La société d’assurance a donc interjeté appel de cette décision, soutenant que la mise en cause des assureurs des constructeurs présentait un caractère d’utilité, dès lors que cette demande permettait d’interrompre à son bénéfice le délai de son action à leur encontre.
La Présidente de la Cour administrative d’appel n’a pas suivi cette argumentation, et a rejeté sa demande, pour défaut d’utilité au motif que la requête présentée par la Communauté de communes avait eu pour effet d’interrompre la prescription au bénéfice de son assureur, à l’encontre de tous les assureurs des constructeurs.

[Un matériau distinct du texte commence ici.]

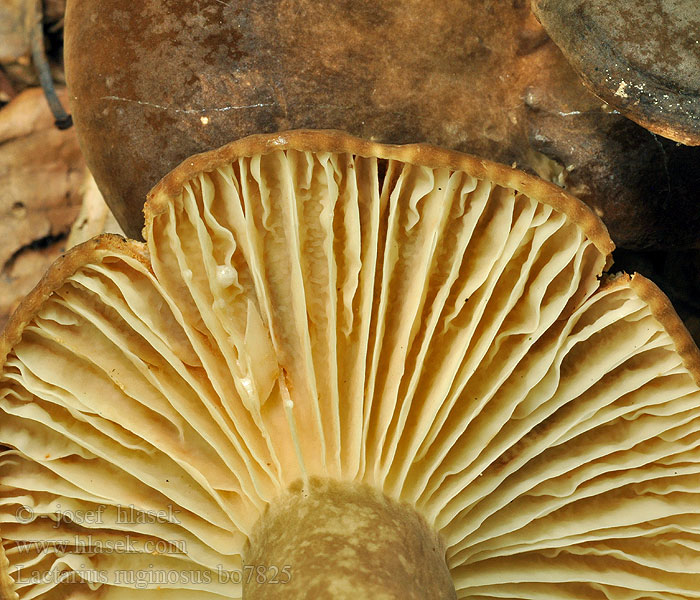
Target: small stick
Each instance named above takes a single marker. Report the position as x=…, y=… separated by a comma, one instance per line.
x=41, y=64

Saisi du pourvoi de la société d’assurance, le Conseil d’Etat a indiqué que si une demande en justice, au fond comme en référé, a pour effet d’interrompre le délai de prescription, la loi du 17 juin 2008, réformant les règles de prescription, n’a pas eu pour effet d’étendre le bénéfice de l’interruption du délai de prescription à d’autres personnes que le demandeur à l’action. C’est d’ailleurs ce qui a été récemment rappelé par le Conseil d’Etat le 20 novembre 2020 (voir notre article : « La demande d’expertise n’interrompt la prescription qu’à l’égard du demandeur« )
A cette occasion la Haute Juridiction a précisé que pour qu’une citation en justice puisse interrompre la prescription, elle doit :
-émaner du titulaire du droit menacé par la prescription ;
-viser celui qui en bénéficierait.
Très concrètement, concernant la responsabilité décennale des constructeurs, le Conseil d’Etat a jugé qu’une demande dirigée contre un constructeur, n’a pas pour effet d’interrompre la prescription à l’égard de son assureur, si celui-ci n’a pas été également cité en justice. En outre, lorsqu’une demande est dirigée contre un assureur, au titre de la garantie décennale, elle doit, pour interrompre la prescription, préciser en quelle qualité il est mis en cause, et mentionner l’identité du constructeur qu’il assure.
En conséquence, le Conseil d’Etat a annulé l’ordonnance de la Présidente de la Cour administrative d’appel et a fait droit au demandeur.